First off, it's useful to understand that Catholics (and that's Roman or Eastern Catholic, and, for that matter Eastern Orthodox) do not pray to the saints, so much as ask the faithful departed to pray for them to God. (1)
The idea has it's roots in the "communion of saints", along the lines of Hebrew's 12:
Therefore, since we are surrounded by such a great cloud of witnesses, let us throw off everything that hinders and the sin that so easily entangles.
Following on from chapter 11, the cloud of witnesses referred to is the faithful who have already died in Christ (those of the Old Covenant looking forward to Christ and the cross, those of the New Covenant looking back).

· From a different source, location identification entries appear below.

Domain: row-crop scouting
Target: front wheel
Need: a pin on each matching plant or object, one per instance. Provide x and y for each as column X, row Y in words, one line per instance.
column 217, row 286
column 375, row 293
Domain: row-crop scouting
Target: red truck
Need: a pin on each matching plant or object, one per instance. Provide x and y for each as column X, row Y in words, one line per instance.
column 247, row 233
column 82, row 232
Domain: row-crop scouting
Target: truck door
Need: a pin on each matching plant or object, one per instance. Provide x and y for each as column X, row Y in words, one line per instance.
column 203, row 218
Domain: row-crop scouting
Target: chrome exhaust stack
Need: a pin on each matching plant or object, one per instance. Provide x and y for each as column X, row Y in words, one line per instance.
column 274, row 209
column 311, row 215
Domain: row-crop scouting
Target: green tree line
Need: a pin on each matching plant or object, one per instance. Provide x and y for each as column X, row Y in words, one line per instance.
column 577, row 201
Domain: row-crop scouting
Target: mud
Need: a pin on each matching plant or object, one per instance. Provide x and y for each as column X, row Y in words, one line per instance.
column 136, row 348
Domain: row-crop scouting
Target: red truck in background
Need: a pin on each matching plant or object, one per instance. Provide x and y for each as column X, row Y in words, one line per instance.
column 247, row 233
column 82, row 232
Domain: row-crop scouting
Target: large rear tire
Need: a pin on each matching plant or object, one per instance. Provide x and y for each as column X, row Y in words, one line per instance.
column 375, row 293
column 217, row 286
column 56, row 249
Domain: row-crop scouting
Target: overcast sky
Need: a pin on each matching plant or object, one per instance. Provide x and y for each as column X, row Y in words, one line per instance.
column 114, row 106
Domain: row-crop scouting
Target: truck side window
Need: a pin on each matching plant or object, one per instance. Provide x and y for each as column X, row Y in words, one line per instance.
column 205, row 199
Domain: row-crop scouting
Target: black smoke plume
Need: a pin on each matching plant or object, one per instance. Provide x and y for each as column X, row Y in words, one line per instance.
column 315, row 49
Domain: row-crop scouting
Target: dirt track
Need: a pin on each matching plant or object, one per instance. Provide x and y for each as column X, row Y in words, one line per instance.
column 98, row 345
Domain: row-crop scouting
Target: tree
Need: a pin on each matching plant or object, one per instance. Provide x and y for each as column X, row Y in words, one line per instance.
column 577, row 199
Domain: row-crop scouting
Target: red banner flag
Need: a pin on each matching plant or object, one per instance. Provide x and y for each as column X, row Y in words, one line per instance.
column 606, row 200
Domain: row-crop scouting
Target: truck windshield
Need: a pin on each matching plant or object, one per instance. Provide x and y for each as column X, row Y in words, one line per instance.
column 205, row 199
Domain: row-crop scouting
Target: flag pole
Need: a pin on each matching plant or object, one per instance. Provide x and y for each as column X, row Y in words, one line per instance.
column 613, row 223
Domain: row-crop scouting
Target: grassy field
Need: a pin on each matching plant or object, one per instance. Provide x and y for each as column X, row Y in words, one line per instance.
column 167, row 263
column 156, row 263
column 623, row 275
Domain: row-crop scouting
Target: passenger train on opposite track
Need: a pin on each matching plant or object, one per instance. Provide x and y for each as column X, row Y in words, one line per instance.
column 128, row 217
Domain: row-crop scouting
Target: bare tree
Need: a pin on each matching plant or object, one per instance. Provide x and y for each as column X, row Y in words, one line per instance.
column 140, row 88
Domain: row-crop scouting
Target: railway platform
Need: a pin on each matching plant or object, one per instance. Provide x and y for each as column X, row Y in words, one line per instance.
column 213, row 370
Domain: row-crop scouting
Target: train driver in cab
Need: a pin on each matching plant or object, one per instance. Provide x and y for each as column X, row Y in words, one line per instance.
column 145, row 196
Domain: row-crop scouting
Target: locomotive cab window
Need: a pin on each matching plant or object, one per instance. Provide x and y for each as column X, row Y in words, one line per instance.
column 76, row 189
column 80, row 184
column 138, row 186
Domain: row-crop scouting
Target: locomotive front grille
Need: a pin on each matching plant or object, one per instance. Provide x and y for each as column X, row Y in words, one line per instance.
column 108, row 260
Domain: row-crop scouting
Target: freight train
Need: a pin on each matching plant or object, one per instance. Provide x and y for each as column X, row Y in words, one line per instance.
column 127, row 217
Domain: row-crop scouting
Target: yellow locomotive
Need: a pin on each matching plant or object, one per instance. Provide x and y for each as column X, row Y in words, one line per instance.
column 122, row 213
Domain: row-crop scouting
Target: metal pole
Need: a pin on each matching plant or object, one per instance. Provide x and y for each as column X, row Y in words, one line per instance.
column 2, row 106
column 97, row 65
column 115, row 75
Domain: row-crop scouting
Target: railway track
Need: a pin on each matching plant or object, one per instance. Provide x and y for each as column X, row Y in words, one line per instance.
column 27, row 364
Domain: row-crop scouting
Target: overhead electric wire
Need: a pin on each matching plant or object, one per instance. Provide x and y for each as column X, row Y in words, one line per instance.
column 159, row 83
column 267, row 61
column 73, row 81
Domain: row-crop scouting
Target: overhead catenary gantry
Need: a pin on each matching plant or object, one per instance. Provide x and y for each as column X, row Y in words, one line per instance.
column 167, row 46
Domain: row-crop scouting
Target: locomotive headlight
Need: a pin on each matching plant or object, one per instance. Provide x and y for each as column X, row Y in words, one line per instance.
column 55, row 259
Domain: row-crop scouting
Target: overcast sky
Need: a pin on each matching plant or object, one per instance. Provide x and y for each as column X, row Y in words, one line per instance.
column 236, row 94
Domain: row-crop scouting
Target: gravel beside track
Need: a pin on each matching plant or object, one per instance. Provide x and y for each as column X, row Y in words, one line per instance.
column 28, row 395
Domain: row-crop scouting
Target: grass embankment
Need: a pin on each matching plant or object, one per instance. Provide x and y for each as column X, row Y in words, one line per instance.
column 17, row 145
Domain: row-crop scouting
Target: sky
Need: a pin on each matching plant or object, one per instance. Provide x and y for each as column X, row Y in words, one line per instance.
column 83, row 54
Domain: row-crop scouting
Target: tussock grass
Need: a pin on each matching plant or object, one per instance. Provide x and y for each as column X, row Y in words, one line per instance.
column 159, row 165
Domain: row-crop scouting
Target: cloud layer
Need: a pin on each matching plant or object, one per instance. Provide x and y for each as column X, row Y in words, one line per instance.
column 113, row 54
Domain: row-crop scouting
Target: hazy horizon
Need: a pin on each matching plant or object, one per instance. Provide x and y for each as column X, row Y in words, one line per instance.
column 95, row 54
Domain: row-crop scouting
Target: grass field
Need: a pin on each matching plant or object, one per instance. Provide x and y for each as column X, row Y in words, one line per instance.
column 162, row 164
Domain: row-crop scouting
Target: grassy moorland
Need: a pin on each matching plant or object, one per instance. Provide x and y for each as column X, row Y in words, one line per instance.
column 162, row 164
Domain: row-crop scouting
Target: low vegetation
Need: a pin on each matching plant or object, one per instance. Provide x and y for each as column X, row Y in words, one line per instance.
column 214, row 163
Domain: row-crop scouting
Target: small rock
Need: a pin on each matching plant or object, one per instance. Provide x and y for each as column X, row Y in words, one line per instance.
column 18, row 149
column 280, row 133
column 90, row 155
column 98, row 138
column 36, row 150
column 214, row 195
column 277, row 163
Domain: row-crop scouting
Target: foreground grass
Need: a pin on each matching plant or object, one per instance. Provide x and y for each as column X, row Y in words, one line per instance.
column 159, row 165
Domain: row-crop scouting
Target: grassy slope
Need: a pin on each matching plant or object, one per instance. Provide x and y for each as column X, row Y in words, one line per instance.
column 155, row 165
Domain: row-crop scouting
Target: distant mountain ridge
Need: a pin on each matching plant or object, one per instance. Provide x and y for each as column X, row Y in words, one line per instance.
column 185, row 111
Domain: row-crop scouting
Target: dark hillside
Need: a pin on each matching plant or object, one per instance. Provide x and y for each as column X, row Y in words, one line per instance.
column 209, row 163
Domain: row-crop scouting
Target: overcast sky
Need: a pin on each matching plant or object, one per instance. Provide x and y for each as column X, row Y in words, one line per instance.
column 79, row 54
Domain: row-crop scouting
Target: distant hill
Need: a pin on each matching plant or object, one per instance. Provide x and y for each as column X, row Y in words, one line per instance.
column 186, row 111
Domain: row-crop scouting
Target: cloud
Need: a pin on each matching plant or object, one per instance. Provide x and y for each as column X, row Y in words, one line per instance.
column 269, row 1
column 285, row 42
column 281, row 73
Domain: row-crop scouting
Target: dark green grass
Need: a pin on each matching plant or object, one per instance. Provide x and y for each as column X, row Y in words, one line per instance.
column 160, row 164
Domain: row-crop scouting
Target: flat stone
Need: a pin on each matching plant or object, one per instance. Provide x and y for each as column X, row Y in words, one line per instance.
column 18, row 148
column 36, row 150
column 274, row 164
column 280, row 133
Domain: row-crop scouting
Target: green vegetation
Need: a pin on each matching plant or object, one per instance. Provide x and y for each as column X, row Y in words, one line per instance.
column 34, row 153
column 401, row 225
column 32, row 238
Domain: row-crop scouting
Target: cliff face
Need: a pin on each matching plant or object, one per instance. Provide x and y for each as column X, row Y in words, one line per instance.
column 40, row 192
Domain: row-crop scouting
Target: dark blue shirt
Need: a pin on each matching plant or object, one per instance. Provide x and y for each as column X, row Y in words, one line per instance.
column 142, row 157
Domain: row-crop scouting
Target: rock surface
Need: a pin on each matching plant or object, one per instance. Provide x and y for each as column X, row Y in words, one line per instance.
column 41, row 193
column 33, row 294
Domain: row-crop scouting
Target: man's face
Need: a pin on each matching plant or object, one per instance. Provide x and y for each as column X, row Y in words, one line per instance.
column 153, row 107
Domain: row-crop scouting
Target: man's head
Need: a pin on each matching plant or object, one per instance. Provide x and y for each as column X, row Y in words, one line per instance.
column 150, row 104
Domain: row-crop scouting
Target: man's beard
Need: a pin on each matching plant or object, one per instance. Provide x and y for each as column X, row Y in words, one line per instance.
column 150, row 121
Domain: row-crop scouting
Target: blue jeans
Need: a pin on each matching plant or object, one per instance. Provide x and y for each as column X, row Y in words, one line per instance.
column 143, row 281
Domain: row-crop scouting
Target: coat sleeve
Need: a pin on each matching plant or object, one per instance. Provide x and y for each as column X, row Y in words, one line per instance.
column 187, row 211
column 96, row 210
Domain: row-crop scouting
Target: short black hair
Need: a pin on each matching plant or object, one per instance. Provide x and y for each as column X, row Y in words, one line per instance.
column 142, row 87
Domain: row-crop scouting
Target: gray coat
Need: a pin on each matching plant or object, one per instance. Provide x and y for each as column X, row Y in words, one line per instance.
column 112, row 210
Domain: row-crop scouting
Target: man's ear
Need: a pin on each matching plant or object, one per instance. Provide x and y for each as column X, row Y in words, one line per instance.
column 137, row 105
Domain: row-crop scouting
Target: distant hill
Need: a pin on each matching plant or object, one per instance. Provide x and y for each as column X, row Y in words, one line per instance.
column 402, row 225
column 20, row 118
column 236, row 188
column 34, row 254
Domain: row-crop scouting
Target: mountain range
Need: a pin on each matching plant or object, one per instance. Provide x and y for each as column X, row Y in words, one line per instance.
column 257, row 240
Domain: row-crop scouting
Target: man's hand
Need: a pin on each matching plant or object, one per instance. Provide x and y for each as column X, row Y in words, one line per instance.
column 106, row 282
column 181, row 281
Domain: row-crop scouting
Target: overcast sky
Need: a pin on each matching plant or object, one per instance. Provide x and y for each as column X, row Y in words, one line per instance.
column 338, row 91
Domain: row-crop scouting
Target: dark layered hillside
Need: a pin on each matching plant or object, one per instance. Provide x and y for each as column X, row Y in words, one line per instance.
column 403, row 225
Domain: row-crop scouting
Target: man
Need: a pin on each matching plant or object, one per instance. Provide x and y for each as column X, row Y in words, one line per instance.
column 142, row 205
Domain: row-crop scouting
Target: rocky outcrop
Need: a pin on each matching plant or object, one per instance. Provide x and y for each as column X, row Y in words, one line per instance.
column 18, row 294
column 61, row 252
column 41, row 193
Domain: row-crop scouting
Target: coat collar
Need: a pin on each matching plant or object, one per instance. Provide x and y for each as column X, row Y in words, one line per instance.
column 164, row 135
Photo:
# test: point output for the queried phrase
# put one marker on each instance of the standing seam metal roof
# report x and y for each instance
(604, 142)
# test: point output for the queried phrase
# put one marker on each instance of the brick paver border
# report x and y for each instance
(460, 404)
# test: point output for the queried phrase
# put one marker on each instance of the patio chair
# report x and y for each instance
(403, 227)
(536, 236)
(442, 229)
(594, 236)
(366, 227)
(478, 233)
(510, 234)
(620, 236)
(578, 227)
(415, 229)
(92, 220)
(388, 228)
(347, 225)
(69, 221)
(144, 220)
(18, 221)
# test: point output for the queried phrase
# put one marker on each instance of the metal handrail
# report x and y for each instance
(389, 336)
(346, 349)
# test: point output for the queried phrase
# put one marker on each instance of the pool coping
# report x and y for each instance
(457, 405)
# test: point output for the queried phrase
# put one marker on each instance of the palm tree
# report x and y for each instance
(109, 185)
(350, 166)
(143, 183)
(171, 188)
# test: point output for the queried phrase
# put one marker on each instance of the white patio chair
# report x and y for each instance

Since those who have died in Christ are now alive in him, the Catholic understanding is that we can converse with them just as with any believer still alive in this realm. Since they are alive we can asked them to pray for us just as we would approach a fellow believer who is living in this realm to pray for us: "Bob, I am really struggling with X right now. Would you please pray for me to find victory in this area?"
Coupled with the idea that "The prayer of a righteous person is powerful and effective" (James 5:16), it then seems to make sense to ask those who have been recognized by church authority as being righteous and exemplary to pray for you.
The logic is then that, if (a) you accept that asking another believer to pray for you is OK, and (b) you believe that those who have died with Christ are alive with him, then it follows that you can ask those who have died in Christ to pray for you.
(1) Note that it's not uncommon for individuals to actually, and wrongly, pray to the saint; but if you pay attention to the liturgy the words are of the form "St Peter, pray for us; St Paul, pray for us...".